If you can just comb-and-go after showering, fine. But, if you decide to use a blow dryer (which can be tough on hair), look for styling products that contain natural extracts that protect hair from heat damage. Yucca, quince seed, flax seed, balsam and yarrow are often added to natural styling gels, mousse and hair sprays for their conditioning qualities.

Real Men Get Manicures

There are few things less attractive than cracked, ragged-edged fingernails on a set of rough hands. If you were a member of the fairer sex, would you want meat hooks like that caressing your tender skin?

If your mitts are like sandpaper, the same scrub used to exfoliate facial skin will work wonders on your hands, too. Make it a habit to use a hand moisturizer twice a day. Be sure to trim fingernails regularly and smooth out any rough edges with an emery board. When using a nail file, take care to file gently straight across the nail and not side-to-side; the latter can lead to breakage. Also take some time to nourish and moisturize the nails with a natural nail butter. If your fingernails are in a massive state of disrepair, then visit a nail salon. The technician, likely to be female, won’t pass out if you ask for a manicure, especially if you bat your eyes.

If you do visit a salon (and these days, many salons are unisex and offer everything from haircuts to body massage) you might want to consider a pedicure, especially if your toenails resemble a dragon’s talons. A full tootsie treatment from a professional might also eradicate swamp foot odor and motivate your significant other into giving you a foot massage at home when you return from the salon.

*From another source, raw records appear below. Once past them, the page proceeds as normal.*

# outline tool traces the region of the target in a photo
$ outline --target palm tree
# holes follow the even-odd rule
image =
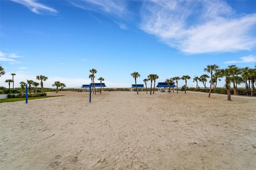
[[[150,95],[151,95],[151,92],[152,91],[152,82],[153,82],[153,79],[154,79],[154,74],[150,74],[148,76],[148,79],[150,80],[151,82],[151,85],[150,86]]]
[[[138,77],[140,77],[140,75],[139,74],[139,73],[134,71],[131,74],[131,76],[132,77],[135,79],[135,86],[136,86],[136,90],[137,90],[137,94],[139,94],[139,93],[138,91],[138,87],[137,87],[137,82],[136,81],[136,79]]]
[[[246,92],[249,90],[249,88],[248,88],[248,83],[247,83],[248,78],[250,78],[250,75],[248,73],[248,69],[249,67],[246,67],[242,69],[242,74],[241,75],[242,77],[244,79],[244,82],[245,83],[245,89]]]
[[[153,91],[153,94],[155,93],[155,86],[156,86],[156,80],[158,79],[159,77],[157,74],[154,74],[153,76],[153,80],[154,80],[154,91]]]
[[[16,74],[15,73],[11,73],[11,75],[12,76],[12,89],[14,88],[14,81],[13,79],[13,76],[16,75]]]
[[[211,92],[212,91],[212,72],[215,71],[215,70],[219,68],[220,67],[216,65],[213,64],[212,65],[207,65],[206,68],[204,69],[204,71],[207,71],[207,73],[211,74],[211,83],[210,85],[210,90],[209,90],[209,95],[208,97],[210,97],[211,95]]]
[[[171,80],[170,79],[166,79],[166,80],[165,81],[165,82],[167,83],[167,85],[169,87],[169,93],[171,93],[171,89],[170,87],[170,84],[171,83]]]
[[[170,81],[171,83],[172,83],[172,93],[174,93],[174,81],[175,80],[174,79],[174,77],[170,78]]]
[[[217,82],[218,80],[219,81],[221,81],[221,79],[220,79],[220,69],[216,69],[215,70],[215,72],[214,73],[214,77],[215,79],[214,82],[215,83],[215,90],[216,90],[216,88],[217,88]],[[213,78],[214,77],[213,77]]]
[[[232,80],[232,83],[233,83],[234,94],[238,95],[238,92],[236,91],[236,87],[235,76],[241,73],[241,69],[236,67],[236,65],[229,65],[228,66],[228,69],[230,70],[230,73],[232,76],[230,80]]]
[[[248,69],[248,74],[251,80],[252,88],[251,88],[251,95],[253,95],[253,91],[254,90],[254,80],[256,78],[256,69],[250,68]]]
[[[33,84],[34,81],[31,80],[27,80],[27,83],[28,85],[28,90],[29,91],[29,95],[30,95],[31,94],[31,85]]]
[[[207,74],[203,74],[200,77],[199,77],[199,81],[202,82],[204,86],[204,89],[207,89],[206,87],[206,81],[207,81],[207,78],[210,78],[209,75]]]
[[[92,80],[92,85],[93,85],[93,81],[92,81],[92,79],[94,79],[95,77],[95,76],[94,76],[94,75],[93,75],[92,74],[91,74],[89,75],[89,78],[91,79]],[[93,88],[92,88],[92,91],[93,91],[93,93],[94,93],[94,90]]]
[[[186,93],[187,91],[187,80],[189,80],[191,77],[188,75],[183,75],[181,77],[181,79],[182,80],[185,80],[185,93]]]
[[[8,79],[5,80],[5,83],[8,83],[9,84],[9,89],[10,89],[10,86],[11,85],[11,83],[12,83],[13,80],[11,79]]]
[[[24,89],[25,89],[25,86],[26,84],[24,81],[21,81],[20,83],[20,87],[21,87],[21,94],[23,95],[24,94]]]
[[[179,77],[173,77],[174,80],[176,81],[176,85],[177,86],[177,93],[178,93],[178,81],[180,79]]]
[[[36,79],[38,80],[41,81],[41,93],[42,93],[44,92],[44,83],[43,83],[43,81],[46,81],[47,79],[48,79],[48,77],[44,75],[37,75],[36,76]]]
[[[217,81],[218,80],[220,81],[221,81],[221,79],[220,79],[219,77],[219,75],[217,75],[216,72],[215,72],[214,74],[212,75],[212,88],[215,90],[216,90],[216,87],[217,87]],[[211,80],[209,81],[209,83],[211,83]]]
[[[101,86],[101,83],[102,81],[103,81],[105,80],[102,77],[101,77],[99,78],[98,79],[98,80],[100,81],[100,94],[101,94],[101,91],[102,91],[102,87]]]
[[[148,89],[147,89],[147,81],[148,81],[148,79],[145,79],[143,80],[143,81],[144,82],[144,83],[145,83],[145,85],[146,85],[146,91],[147,94],[148,94]]]
[[[229,85],[230,76],[231,76],[230,70],[229,69],[221,69],[220,70],[220,76],[221,77],[226,77],[225,80],[226,83],[224,87],[228,93],[228,100],[231,101],[231,95],[230,94],[230,88]]]
[[[0,77],[2,75],[4,75],[5,74],[5,71],[4,71],[4,69],[0,64]]]
[[[62,91],[63,89],[63,87],[66,87],[66,85],[63,83],[60,83],[60,86],[61,87],[61,89],[60,89],[61,91]]]
[[[34,81],[33,82],[33,85],[35,87],[35,93],[36,94],[37,93],[37,87],[40,84],[39,83],[36,82]]]
[[[196,82],[196,89],[197,89],[198,87],[198,81],[199,80],[199,77],[198,76],[195,76],[193,79],[193,82],[194,82],[195,81]]]
[[[96,89],[95,88],[95,83],[94,82],[94,77],[95,76],[94,75],[94,74],[96,74],[97,72],[96,69],[92,69],[90,70],[90,72],[92,73],[92,79],[93,80],[93,84],[94,86],[94,90],[95,92],[95,95],[96,94]]]
[[[59,87],[60,87],[61,85],[60,85],[61,83],[59,81],[55,81],[54,84],[52,84],[52,86],[56,86],[56,93],[58,93],[59,91]]]

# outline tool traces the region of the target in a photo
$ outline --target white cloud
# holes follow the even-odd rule
[[[4,53],[3,53],[2,51],[0,51],[0,57],[4,57],[5,55],[5,54]]]
[[[26,70],[28,69],[28,67],[18,67],[18,69],[20,69],[21,70]]]
[[[11,64],[14,64],[16,63],[21,63],[21,62],[14,60],[13,59],[11,59],[10,58],[7,58],[5,57],[0,57],[0,61],[7,61],[9,63]]]
[[[84,10],[106,12],[119,16],[127,12],[126,4],[123,1],[119,0],[70,1],[70,3],[74,6]]]
[[[0,51],[0,61],[1,61],[8,62],[10,64],[22,63],[22,62],[10,58],[18,58],[21,57],[22,57],[18,56],[16,54],[14,53],[6,53]]]
[[[224,64],[230,64],[231,63],[254,63],[256,62],[256,56],[253,55],[250,55],[248,56],[243,57],[240,58],[241,60],[240,61],[230,61],[224,62]]]
[[[114,22],[118,26],[119,26],[119,27],[120,27],[121,29],[124,30],[126,30],[127,29],[127,27],[126,26],[126,24],[125,24],[118,22],[114,20]]]
[[[141,28],[185,53],[250,50],[256,44],[256,14],[236,16],[223,2],[155,1],[143,9]]]
[[[33,0],[11,0],[15,2],[22,4],[33,12],[38,14],[55,14],[57,11],[50,7],[36,2]]]
[[[20,57],[22,57],[19,55],[18,55],[14,53],[10,53],[7,54],[8,57],[11,58],[18,58]]]

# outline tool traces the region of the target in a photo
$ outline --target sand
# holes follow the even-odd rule
[[[0,169],[256,169],[256,100],[56,94],[0,104]]]

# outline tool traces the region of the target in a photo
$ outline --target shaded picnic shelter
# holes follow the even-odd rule
[[[172,88],[172,87],[175,87],[176,86],[174,84],[175,82],[170,83],[170,87]],[[166,91],[169,92],[169,86],[168,84],[167,83],[165,82],[160,82],[158,83],[156,87],[158,88],[158,92],[165,92]]]
[[[144,88],[144,85],[143,84],[140,84],[140,85],[137,85],[137,87],[138,88],[141,88],[141,91],[143,91],[143,88]],[[132,87],[131,87],[131,89],[130,89],[130,91],[132,91],[132,90],[133,91],[134,91],[134,88],[136,88],[136,85],[132,85]]]
[[[83,88],[83,91],[90,91],[90,86],[91,85],[92,88],[92,87],[94,87],[94,86],[93,83],[90,83],[89,85],[82,85],[82,86],[81,87]],[[96,92],[98,92],[98,92],[100,92],[101,87],[102,87],[102,91],[104,91],[104,87],[106,87],[105,85],[105,83],[102,83],[101,86],[100,86],[100,83],[95,83],[95,88],[96,89]]]

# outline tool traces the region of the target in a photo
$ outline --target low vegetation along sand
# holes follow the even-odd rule
[[[89,93],[0,104],[9,170],[255,170],[256,100]]]

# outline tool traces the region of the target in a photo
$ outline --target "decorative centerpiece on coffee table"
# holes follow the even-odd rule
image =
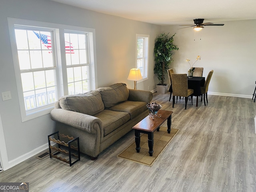
[[[147,107],[149,110],[149,118],[152,118],[154,120],[154,117],[160,118],[161,115],[157,115],[157,113],[159,110],[162,108],[162,105],[157,104],[156,102],[154,103],[148,103],[147,104]]]

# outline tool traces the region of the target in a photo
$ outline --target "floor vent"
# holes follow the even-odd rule
[[[49,152],[45,152],[45,153],[44,153],[42,154],[41,154],[40,155],[39,155],[37,157],[36,157],[36,158],[37,158],[38,159],[42,159],[46,157],[47,156],[49,156],[49,154],[50,154],[49,153]]]

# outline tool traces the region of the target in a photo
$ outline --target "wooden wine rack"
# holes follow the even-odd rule
[[[56,140],[56,138],[58,138]],[[61,138],[62,139],[60,139]],[[65,140],[63,141],[63,140]],[[52,141],[58,144],[58,147],[51,145],[50,142]],[[61,134],[58,131],[48,136],[48,143],[49,144],[49,151],[50,157],[53,157],[69,164],[71,166],[72,165],[80,160],[80,148],[79,147],[79,138],[74,138],[67,135]],[[54,154],[52,150],[57,152]],[[68,160],[57,155],[61,153],[68,155]],[[73,160],[73,162],[72,162]]]

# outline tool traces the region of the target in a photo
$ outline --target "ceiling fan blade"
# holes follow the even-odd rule
[[[188,27],[182,27],[182,28],[180,28],[178,29],[184,29],[184,28],[188,28],[188,27],[194,27],[195,26],[196,26],[195,25],[192,25],[192,26],[189,26]]]
[[[202,25],[209,25],[210,24],[213,24],[213,23],[202,23],[201,24]]]
[[[224,25],[224,24],[209,24],[204,25],[204,26],[223,26]]]

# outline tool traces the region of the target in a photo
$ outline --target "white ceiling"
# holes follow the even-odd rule
[[[160,25],[256,19],[256,0],[51,0]]]

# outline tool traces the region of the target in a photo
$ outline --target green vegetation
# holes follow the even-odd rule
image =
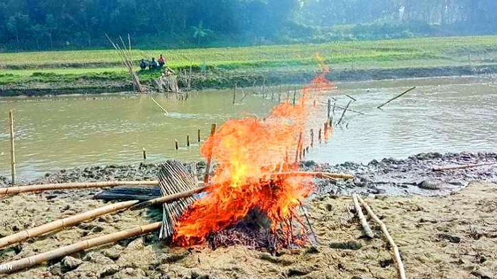
[[[497,32],[495,0],[0,0],[0,51],[378,40]]]
[[[141,80],[160,73],[138,71],[138,61],[162,53],[175,70],[191,64],[196,87],[248,85],[267,77],[275,83],[304,82],[315,71],[318,53],[335,71],[492,65],[497,64],[497,36],[132,51]],[[3,53],[0,68],[0,85],[9,88],[130,85],[110,49]]]

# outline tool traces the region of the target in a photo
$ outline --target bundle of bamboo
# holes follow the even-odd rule
[[[126,66],[126,68],[128,68],[128,71],[130,72],[130,74],[131,75],[131,79],[133,82],[133,88],[134,88],[134,90],[141,93],[147,92],[146,88],[141,85],[140,80],[138,78],[138,75],[136,75],[136,73],[133,69],[133,60],[131,52],[131,37],[130,36],[130,34],[128,34],[128,49],[126,49],[126,45],[124,43],[124,40],[123,40],[122,37],[119,36],[121,43],[123,44],[123,46],[121,47],[119,43],[114,43],[106,34],[106,36],[112,45],[114,49],[116,49],[117,54],[119,54],[121,57],[121,59],[123,60],[123,64],[124,64],[124,65]]]

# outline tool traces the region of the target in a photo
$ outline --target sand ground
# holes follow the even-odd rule
[[[75,192],[77,193],[78,192]],[[410,278],[497,277],[497,184],[473,182],[444,197],[377,196],[365,198],[400,248]],[[25,193],[0,199],[0,236],[104,206],[90,195],[58,197]],[[5,278],[397,278],[387,242],[361,237],[348,197],[316,198],[308,213],[319,244],[272,256],[243,246],[214,251],[197,246],[171,248],[157,234],[135,237],[72,255],[75,269],[60,261],[38,265]],[[0,264],[105,234],[160,219],[160,211],[125,211],[98,217],[16,245],[0,249]],[[369,223],[372,225],[372,221]],[[359,250],[330,243],[356,241]],[[383,265],[385,267],[382,267]],[[1,277],[1,276],[0,276]]]

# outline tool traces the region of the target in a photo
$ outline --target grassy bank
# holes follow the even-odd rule
[[[315,71],[316,53],[335,71],[330,78],[351,80],[444,75],[430,68],[448,68],[446,75],[471,73],[454,67],[494,67],[497,65],[497,36],[336,42],[326,44],[288,45],[245,47],[133,51],[134,59],[164,54],[173,69],[193,66],[193,86],[224,87],[269,82],[300,82]],[[0,94],[22,94],[23,90],[71,88],[130,88],[129,75],[119,57],[111,49],[0,53]],[[371,71],[391,69],[398,75],[374,75]],[[493,70],[492,70],[493,71]],[[366,73],[361,76],[361,73]],[[476,71],[477,72],[477,71]],[[141,80],[155,78],[158,73],[139,73]],[[417,76],[415,75],[414,76]]]

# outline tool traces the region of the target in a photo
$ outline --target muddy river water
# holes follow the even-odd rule
[[[414,86],[415,90],[381,110],[376,108]],[[324,122],[330,97],[345,106],[351,100],[346,94],[352,96],[356,101],[350,108],[365,114],[348,112],[343,124],[335,127],[326,142],[317,143],[306,159],[365,163],[425,151],[497,151],[495,77],[347,82],[338,86],[319,96],[317,115],[321,114],[322,119],[317,117],[308,128],[317,130],[318,123]],[[277,93],[286,88],[270,90]],[[0,129],[0,175],[9,177],[10,173],[10,109],[14,110],[16,121],[18,177],[30,180],[61,169],[138,163],[143,162],[143,148],[147,151],[147,162],[201,159],[197,129],[203,139],[212,123],[263,117],[277,104],[276,97],[270,99],[270,93],[265,99],[247,94],[239,101],[250,91],[239,89],[235,105],[232,90],[193,93],[186,101],[173,95],[154,96],[169,111],[167,115],[148,95],[0,98],[0,112],[5,117]],[[282,94],[281,99],[286,96]],[[334,112],[336,121],[341,110]],[[190,147],[186,146],[187,135]]]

So there’s a lot more you could be doing in your daily grooming than just hitting the shower and cutting a few whiskers. Using quality, natural personal care products rich in natural oils and botanicals on a regular basis can help you maintain the good looks you were born with, and maybe even improve on them.  You may not elicit any whistles from the ladies at the local supermarket or laundromat, but you’re bound to turn a few heads. You might even get away with lying about your age.